People in my work and personal life experience do not understand the concept of labels in a Google inbox and misname them folders 100% of the time. Google allows you to drag-n-drop emails "into" labels like you would files in folders conflating the issue even more as the logic to automate this behaviour with a filter isn't leveraged. Even the layout of a default inbox is setup in a way that the average user has difficulty understanding what happens when an email drops off the "front page" of their inbox.
They can be nested, the one thing I have never been able to figure out though is how to get alerts of receiving a message while also filing away in a sub folder. You get one or the other in outlook, as a result I rarely check my work email anymore cause I either get the fire hose of spam or miss everything entirety because it's going to a folder and not passing along an alert about a new message.
I partially solve this by using Thunderbird on my laptop. When I get emails on my smartphone (on the Gmail app), they unfortunately all go to the inbox. But the moment I open Thunderbird, it nicely organizes them for me.
I use Thunderbird on both the desktop and Android. Love it.
Perhaps Outlook is difficult to configure. Thunderbird is intuitive.
Gmail still has perfectly functional filters that can be set to auto-apply a label and skip the inbox. They may be called "labels" now, but they still function just as they did when the UI called them "folders"
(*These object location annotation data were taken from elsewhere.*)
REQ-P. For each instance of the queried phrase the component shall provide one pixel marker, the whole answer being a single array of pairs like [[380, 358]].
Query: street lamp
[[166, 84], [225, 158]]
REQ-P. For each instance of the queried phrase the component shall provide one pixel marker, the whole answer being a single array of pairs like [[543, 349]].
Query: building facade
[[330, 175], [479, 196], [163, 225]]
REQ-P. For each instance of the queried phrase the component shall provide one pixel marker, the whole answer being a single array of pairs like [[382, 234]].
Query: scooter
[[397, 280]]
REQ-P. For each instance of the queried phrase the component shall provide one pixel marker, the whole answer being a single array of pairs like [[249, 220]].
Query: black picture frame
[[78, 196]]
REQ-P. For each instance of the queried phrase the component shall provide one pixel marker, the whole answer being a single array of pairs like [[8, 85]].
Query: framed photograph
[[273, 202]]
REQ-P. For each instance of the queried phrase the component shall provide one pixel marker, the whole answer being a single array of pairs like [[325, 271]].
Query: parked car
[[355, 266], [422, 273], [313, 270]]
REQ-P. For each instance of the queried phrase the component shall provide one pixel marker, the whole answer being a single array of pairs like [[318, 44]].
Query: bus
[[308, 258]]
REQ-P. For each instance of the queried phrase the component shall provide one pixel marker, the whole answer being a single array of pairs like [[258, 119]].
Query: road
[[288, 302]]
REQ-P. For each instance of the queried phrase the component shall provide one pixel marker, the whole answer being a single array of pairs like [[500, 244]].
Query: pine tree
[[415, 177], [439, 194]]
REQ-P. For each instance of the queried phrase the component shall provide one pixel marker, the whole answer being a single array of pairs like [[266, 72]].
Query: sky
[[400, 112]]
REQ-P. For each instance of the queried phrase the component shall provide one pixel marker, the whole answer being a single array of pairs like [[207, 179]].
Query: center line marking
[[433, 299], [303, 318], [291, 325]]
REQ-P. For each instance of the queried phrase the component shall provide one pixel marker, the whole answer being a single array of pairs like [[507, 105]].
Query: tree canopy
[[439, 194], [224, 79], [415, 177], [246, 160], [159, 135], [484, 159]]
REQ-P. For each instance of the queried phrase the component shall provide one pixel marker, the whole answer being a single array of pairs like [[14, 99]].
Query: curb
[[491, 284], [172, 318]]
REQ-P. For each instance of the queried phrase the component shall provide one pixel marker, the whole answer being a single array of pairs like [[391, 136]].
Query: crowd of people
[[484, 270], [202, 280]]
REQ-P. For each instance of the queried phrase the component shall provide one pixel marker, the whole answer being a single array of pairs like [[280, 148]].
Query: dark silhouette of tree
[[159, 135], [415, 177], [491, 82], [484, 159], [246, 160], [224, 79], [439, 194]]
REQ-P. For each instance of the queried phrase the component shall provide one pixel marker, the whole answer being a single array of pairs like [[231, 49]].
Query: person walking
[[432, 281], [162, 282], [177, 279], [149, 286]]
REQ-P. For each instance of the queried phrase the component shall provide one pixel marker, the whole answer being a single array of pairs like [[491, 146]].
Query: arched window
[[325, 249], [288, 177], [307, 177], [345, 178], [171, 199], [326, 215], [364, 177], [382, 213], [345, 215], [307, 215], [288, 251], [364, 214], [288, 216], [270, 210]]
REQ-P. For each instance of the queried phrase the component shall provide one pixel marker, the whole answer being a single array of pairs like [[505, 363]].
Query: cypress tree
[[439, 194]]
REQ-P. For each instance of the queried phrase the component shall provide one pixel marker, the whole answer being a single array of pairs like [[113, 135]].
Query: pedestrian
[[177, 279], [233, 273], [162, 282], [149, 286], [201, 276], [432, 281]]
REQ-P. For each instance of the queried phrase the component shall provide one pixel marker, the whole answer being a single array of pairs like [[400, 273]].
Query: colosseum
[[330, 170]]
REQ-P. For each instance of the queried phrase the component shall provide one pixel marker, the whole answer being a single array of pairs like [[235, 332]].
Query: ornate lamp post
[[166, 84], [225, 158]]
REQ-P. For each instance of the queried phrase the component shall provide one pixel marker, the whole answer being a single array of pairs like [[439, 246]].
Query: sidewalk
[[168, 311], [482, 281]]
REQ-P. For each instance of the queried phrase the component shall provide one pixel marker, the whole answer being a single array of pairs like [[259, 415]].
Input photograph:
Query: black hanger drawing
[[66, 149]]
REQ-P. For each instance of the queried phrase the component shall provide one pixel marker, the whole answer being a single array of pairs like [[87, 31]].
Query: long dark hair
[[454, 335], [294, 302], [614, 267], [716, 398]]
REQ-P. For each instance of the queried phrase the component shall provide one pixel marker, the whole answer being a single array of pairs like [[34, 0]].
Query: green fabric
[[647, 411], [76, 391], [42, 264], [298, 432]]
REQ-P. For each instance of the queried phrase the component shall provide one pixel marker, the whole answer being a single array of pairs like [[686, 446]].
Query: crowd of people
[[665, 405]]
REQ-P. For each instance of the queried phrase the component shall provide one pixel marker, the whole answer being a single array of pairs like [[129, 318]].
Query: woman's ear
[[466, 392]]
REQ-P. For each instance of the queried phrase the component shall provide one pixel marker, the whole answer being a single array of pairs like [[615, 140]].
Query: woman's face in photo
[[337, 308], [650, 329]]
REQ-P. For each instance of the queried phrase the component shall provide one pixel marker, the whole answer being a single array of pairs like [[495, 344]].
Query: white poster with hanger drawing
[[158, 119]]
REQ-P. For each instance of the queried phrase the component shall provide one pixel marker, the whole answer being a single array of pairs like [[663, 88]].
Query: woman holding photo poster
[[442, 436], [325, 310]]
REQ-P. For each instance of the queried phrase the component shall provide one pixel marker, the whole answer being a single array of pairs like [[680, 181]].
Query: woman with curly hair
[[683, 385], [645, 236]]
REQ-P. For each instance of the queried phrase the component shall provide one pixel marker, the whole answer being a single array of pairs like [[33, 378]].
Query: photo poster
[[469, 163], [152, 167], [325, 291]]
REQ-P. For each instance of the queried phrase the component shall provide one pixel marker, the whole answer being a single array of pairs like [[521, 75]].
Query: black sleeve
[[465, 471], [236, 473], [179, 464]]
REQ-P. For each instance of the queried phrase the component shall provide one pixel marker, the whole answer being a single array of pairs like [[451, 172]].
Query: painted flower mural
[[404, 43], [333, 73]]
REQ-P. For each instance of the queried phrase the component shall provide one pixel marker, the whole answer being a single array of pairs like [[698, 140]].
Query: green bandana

If a CS graduate can't figure out some simple gmail labels and filters then they should not be awarded that degree. Plain and simple. It's not rocket science.
And there are no other students at any college other than CS students? I'm not sure why a biologist or a literature student would need to be au fait with Google's admittedly fairly unfriendly email management setup.
Digital literacy is important to every field. Email filters are not some arcane computer science concept, they are the modern equivalent of filing physical mail into the right folder/pidgeon hole/inbox/whatever.
Biology is a great example because of just how important digital record management is to experimentation in the field.